Yes, it's from the last film and not Dawn.  But it's still funny in an intellectual sort of way. / Source: pandasthumb.org

Having said all that, I didn't hate this film.  It wasn't as good in premise as the last Apes film (Rise of the Planet of the Apes), but it was nowhere near as bad as 2001's remake.  I thought the plot stayed true to itself, and that the characters, for what they did, got the ideas across pretty well.  There weren't many high marquee stars here, but everybody seemed to play their part for what it was worth.  And the action, though heavy in the CGI and explosions factor as I have stated, didn't seem gratuitous for gratuitousness sake either.  When our villain ape leads a charge on horseback against the human citadel, bearing assault rifles in both "damn dirty paws" (had to throw that in there), we can really feel that he is rallying his forces, who had been getting pounded up until this moment.  This isn't just pretty fireworks, for the most part (end-of-film-building-demolishment aside, that is).  This is life of death combat between two species.

The conflicting emotions evinced by the apes was also especially intriguing.  It is easy to dismiss a film like Avatar for being too preachy when it uses alien beings who conveniently fit the model of "poor picked-on natives," when we want to make a point about how evil colonialism and mercantilism and imperialism is.  It is something else entirely when we face beings who we have an actual conflict with on this world of ours.  Humans have traditionally treated other species we share the Earth with in deplorable ways.  What if a higher species on the scale, like say... apes, was able to... well, rise up and fight back on our level?  What if they could evince emotions the same way we do, and live in such a way as to be recognizable as a sovereign nation unto themselves?  Some would say they do right now, but until we can communicate with apes as we do with other nation states, nobody is going to pull up a chair at the UN for them.  Call that human conceit if you wish, but it is the bare truth.

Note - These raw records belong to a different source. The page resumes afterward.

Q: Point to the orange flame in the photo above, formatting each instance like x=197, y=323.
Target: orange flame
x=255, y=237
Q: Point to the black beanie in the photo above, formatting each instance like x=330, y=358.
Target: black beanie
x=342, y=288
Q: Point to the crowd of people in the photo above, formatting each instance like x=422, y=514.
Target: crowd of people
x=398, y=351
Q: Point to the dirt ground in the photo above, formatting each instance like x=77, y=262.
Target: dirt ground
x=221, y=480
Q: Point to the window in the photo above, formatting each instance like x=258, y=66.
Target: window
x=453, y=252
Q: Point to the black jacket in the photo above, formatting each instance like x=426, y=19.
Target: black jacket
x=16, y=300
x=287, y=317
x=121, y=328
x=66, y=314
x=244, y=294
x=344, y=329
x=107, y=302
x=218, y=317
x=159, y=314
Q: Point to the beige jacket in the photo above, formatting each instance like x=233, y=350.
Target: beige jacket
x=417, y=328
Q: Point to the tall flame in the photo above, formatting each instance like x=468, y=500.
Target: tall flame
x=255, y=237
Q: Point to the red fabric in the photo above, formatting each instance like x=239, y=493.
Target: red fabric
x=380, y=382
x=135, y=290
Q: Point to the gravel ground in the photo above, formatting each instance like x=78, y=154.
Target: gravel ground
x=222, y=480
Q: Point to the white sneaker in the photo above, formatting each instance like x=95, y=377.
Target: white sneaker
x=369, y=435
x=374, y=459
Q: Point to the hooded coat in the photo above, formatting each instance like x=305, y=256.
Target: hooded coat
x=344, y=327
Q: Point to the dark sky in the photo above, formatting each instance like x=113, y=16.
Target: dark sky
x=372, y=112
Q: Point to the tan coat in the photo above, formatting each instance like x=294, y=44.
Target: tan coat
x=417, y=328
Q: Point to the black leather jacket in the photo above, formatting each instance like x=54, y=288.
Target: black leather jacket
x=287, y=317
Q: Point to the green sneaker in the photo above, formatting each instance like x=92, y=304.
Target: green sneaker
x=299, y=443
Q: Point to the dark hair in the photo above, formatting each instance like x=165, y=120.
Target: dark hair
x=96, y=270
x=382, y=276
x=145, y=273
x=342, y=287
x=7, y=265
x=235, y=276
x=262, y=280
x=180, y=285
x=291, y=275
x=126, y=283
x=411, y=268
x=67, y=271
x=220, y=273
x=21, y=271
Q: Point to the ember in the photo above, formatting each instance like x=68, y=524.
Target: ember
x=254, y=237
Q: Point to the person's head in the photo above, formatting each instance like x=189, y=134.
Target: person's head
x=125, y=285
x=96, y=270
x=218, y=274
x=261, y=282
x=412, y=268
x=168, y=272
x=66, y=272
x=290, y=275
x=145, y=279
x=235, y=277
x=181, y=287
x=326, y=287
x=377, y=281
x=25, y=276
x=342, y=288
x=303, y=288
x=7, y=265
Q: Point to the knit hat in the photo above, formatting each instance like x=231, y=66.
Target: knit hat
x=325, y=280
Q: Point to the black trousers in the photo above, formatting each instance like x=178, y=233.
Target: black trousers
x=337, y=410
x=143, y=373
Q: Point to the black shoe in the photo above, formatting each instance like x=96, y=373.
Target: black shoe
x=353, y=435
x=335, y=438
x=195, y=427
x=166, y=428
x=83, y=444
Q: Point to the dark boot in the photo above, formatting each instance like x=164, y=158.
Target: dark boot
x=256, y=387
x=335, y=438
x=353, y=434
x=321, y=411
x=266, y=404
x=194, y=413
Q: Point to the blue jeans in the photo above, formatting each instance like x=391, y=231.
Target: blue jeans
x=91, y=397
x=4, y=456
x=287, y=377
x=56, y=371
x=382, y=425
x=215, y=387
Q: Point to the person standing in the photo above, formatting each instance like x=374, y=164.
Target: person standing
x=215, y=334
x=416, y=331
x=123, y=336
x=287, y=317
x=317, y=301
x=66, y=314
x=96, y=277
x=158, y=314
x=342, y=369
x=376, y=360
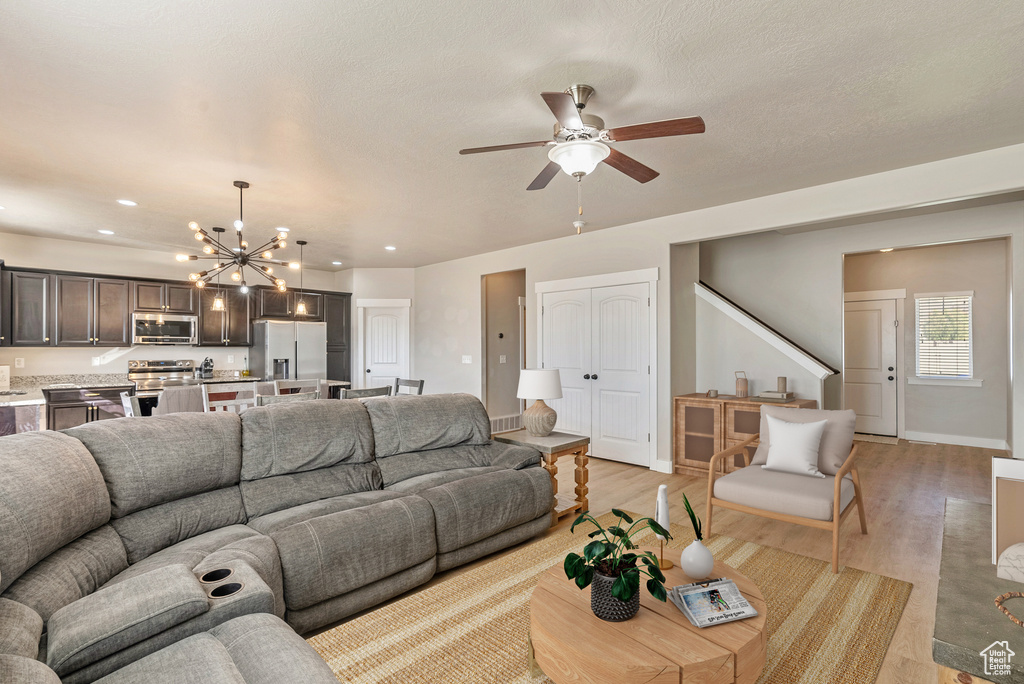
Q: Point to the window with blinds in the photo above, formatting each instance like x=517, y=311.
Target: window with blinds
x=944, y=335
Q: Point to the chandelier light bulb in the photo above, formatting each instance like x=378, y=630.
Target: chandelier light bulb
x=579, y=157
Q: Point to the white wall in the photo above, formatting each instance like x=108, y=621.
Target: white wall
x=448, y=295
x=978, y=413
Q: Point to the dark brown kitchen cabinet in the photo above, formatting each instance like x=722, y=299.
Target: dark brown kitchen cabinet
x=228, y=328
x=166, y=297
x=71, y=408
x=31, y=304
x=91, y=311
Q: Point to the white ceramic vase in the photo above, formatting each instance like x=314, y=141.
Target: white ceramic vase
x=696, y=560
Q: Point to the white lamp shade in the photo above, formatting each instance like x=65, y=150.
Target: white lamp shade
x=540, y=384
x=579, y=156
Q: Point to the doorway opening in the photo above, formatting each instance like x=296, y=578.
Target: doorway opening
x=504, y=348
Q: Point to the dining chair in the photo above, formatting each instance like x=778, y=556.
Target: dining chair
x=414, y=386
x=366, y=393
x=266, y=399
x=230, y=396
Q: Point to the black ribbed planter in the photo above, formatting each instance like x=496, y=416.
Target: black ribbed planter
x=607, y=606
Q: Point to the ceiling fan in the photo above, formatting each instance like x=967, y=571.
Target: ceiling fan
x=580, y=139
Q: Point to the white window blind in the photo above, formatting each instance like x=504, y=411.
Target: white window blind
x=944, y=335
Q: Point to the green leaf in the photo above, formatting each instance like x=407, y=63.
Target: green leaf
x=572, y=565
x=622, y=588
x=595, y=551
x=656, y=590
x=620, y=514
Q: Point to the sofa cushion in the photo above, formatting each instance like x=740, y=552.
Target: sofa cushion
x=289, y=438
x=20, y=628
x=122, y=615
x=290, y=516
x=71, y=572
x=252, y=649
x=783, y=493
x=330, y=555
x=492, y=454
x=51, y=493
x=474, y=508
x=26, y=671
x=414, y=423
x=836, y=440
x=164, y=458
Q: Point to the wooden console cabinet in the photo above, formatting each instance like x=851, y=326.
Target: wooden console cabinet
x=704, y=426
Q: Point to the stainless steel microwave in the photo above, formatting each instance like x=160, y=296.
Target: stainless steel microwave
x=164, y=329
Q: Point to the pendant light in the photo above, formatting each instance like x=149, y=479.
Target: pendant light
x=300, y=306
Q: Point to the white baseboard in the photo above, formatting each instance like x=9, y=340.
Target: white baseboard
x=958, y=440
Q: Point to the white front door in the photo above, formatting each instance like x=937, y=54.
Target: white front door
x=598, y=340
x=621, y=374
x=869, y=381
x=385, y=345
x=567, y=347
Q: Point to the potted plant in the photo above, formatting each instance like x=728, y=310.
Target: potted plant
x=609, y=562
x=695, y=560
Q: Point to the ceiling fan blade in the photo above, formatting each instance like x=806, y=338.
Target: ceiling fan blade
x=631, y=167
x=564, y=109
x=550, y=171
x=657, y=129
x=499, y=147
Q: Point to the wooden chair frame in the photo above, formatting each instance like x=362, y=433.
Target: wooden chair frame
x=834, y=524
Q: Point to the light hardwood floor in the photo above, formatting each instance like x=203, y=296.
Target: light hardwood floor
x=905, y=487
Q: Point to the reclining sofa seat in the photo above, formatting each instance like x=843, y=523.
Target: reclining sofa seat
x=485, y=496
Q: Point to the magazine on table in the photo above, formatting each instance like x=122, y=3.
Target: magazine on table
x=712, y=602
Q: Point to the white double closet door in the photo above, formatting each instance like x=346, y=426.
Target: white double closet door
x=599, y=341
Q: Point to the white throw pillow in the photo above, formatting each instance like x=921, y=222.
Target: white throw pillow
x=794, y=446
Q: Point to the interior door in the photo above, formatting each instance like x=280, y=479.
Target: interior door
x=869, y=381
x=385, y=345
x=620, y=373
x=567, y=346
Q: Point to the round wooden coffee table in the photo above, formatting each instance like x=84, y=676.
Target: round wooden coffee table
x=658, y=645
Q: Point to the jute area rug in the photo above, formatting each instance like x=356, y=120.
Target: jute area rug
x=472, y=628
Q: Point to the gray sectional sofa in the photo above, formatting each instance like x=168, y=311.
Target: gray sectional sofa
x=193, y=547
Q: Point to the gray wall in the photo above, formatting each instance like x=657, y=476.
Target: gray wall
x=795, y=282
x=981, y=266
x=501, y=298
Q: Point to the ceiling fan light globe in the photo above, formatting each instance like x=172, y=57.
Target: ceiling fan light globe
x=579, y=157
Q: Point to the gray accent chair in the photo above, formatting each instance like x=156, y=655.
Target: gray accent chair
x=314, y=510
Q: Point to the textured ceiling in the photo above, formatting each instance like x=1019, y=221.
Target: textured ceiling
x=347, y=117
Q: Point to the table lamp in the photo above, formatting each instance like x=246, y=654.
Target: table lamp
x=540, y=384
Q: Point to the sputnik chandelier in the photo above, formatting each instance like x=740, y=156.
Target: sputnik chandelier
x=237, y=258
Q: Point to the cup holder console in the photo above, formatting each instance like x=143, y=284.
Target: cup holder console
x=224, y=591
x=215, y=575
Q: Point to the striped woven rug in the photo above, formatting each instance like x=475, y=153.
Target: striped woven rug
x=472, y=628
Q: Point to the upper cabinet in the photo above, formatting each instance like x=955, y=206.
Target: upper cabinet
x=165, y=297
x=31, y=303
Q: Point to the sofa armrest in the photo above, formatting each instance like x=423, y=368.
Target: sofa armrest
x=121, y=615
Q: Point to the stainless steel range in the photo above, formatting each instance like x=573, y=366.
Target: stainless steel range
x=152, y=377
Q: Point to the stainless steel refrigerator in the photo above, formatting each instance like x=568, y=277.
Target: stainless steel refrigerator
x=287, y=350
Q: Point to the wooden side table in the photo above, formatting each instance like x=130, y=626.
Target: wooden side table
x=552, y=447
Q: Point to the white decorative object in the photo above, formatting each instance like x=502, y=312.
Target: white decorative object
x=696, y=560
x=794, y=446
x=662, y=518
x=1012, y=563
x=540, y=384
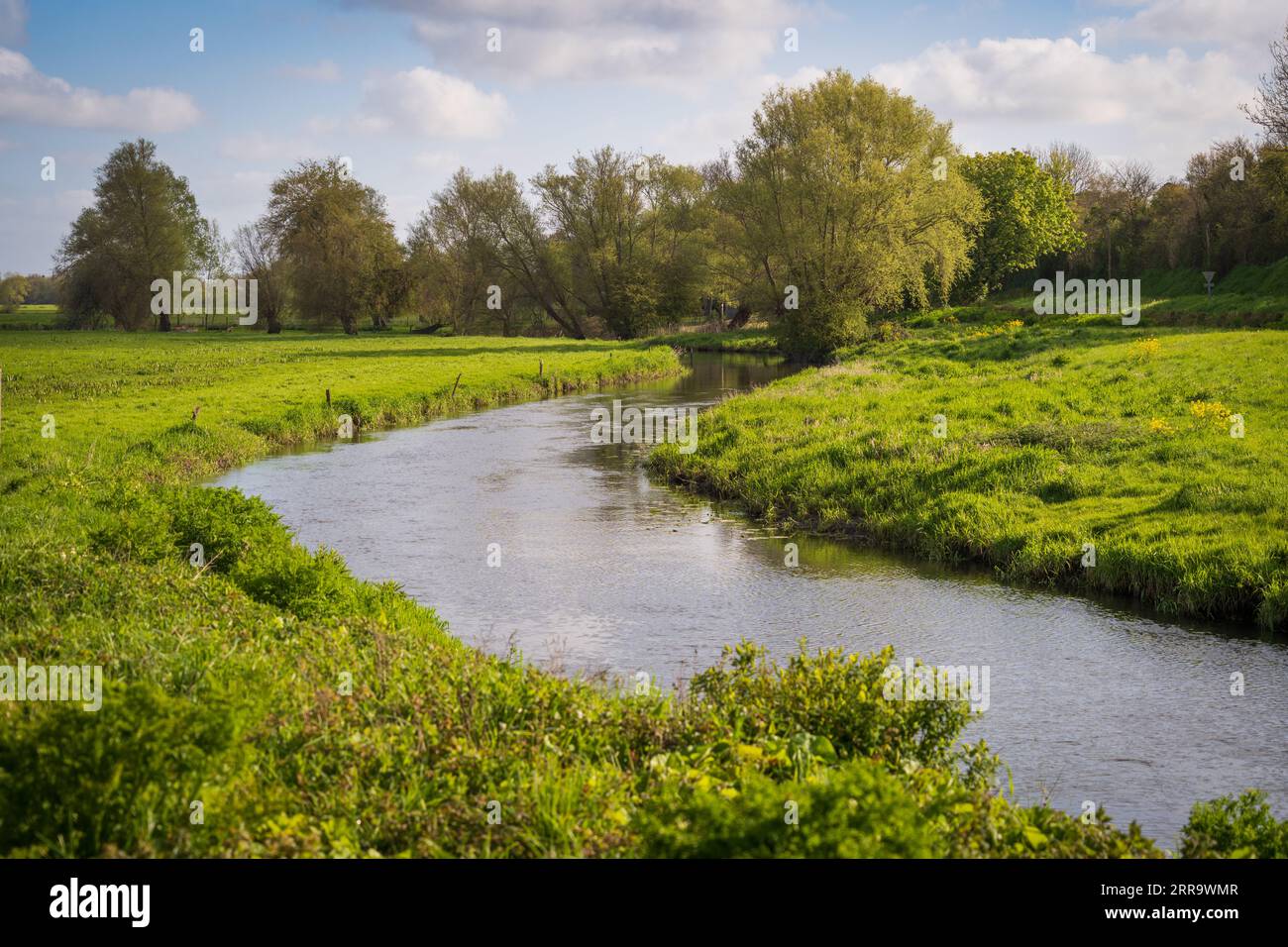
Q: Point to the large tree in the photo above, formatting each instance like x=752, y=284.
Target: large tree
x=631, y=231
x=143, y=226
x=844, y=198
x=261, y=260
x=1270, y=110
x=13, y=291
x=339, y=244
x=1026, y=214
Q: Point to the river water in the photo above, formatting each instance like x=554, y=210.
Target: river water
x=604, y=571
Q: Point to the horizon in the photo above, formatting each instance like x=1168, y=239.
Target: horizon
x=408, y=90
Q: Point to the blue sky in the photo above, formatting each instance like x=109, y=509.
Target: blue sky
x=408, y=90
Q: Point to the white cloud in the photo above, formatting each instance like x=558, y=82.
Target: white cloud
x=1235, y=25
x=437, y=161
x=670, y=43
x=321, y=71
x=13, y=22
x=699, y=137
x=266, y=149
x=27, y=94
x=430, y=103
x=1013, y=91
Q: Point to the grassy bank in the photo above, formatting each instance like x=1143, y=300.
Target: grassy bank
x=1056, y=433
x=748, y=341
x=269, y=703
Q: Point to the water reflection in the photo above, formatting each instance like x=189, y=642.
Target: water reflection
x=603, y=571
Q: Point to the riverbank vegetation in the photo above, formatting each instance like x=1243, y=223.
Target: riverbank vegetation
x=848, y=202
x=990, y=434
x=267, y=702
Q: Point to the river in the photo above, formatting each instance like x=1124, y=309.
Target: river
x=601, y=570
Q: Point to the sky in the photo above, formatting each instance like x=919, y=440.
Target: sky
x=410, y=90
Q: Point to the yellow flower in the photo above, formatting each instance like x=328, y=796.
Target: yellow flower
x=1210, y=410
x=1145, y=350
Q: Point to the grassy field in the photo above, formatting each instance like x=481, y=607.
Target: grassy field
x=1055, y=433
x=269, y=703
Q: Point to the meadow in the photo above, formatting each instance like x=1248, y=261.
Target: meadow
x=262, y=701
x=1064, y=451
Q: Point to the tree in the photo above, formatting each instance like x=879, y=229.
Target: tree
x=261, y=260
x=1070, y=165
x=1026, y=214
x=458, y=275
x=1270, y=110
x=143, y=226
x=842, y=200
x=630, y=232
x=13, y=291
x=338, y=241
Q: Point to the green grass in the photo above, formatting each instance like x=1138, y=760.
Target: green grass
x=1059, y=433
x=750, y=341
x=312, y=714
x=38, y=316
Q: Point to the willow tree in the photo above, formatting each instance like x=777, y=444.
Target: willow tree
x=338, y=244
x=844, y=200
x=632, y=234
x=142, y=226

I think we've got our next sequel lined up.  Although I've never seen "Mafia" spelled that way.  Maybe it's an Ape thing. / Source: motifake.com

Just the same, the apes in the film do fit those models.  And so watching them deal with issues that we can relate to ...  it's pretty interesting stuff, even if it is dumbed down for a psuedo-action flick.  In the end, I'd say Dawn walks a fine tight rope between overly sentimental and overly summer blockbuster-ish, and though it leans heavily on the blockbuster side of the equation, it's smarter than many such films of late.  I'd watch it over the latest Teenage Mutant Ninja Turtles.  In fact, given the choice between the two in the Redbox cue, I have done just that.

Dawn of the Planet of the Apes contains action, violence, some minor language (though I confess I missed any strong swearing in it, if it was there) and themes that are better for philosophical debate than for a summer action flick.  I thought it worth the buck and a half from Redbox, and would recommend it over some of the other options available right now.


The parting comment:

I suggest ending this before the very end (I suggest closing it at 1 minute and 45 seconds myself, but it's up to you), where the boy in the video makes an inappropriate comment.  However, as far as cuts of "Planet of the Apes: The Musical" go, this is the best one I found.


R.I.P. Phil Hartman/Troy McClure.  One of my favorite Simpsons characters.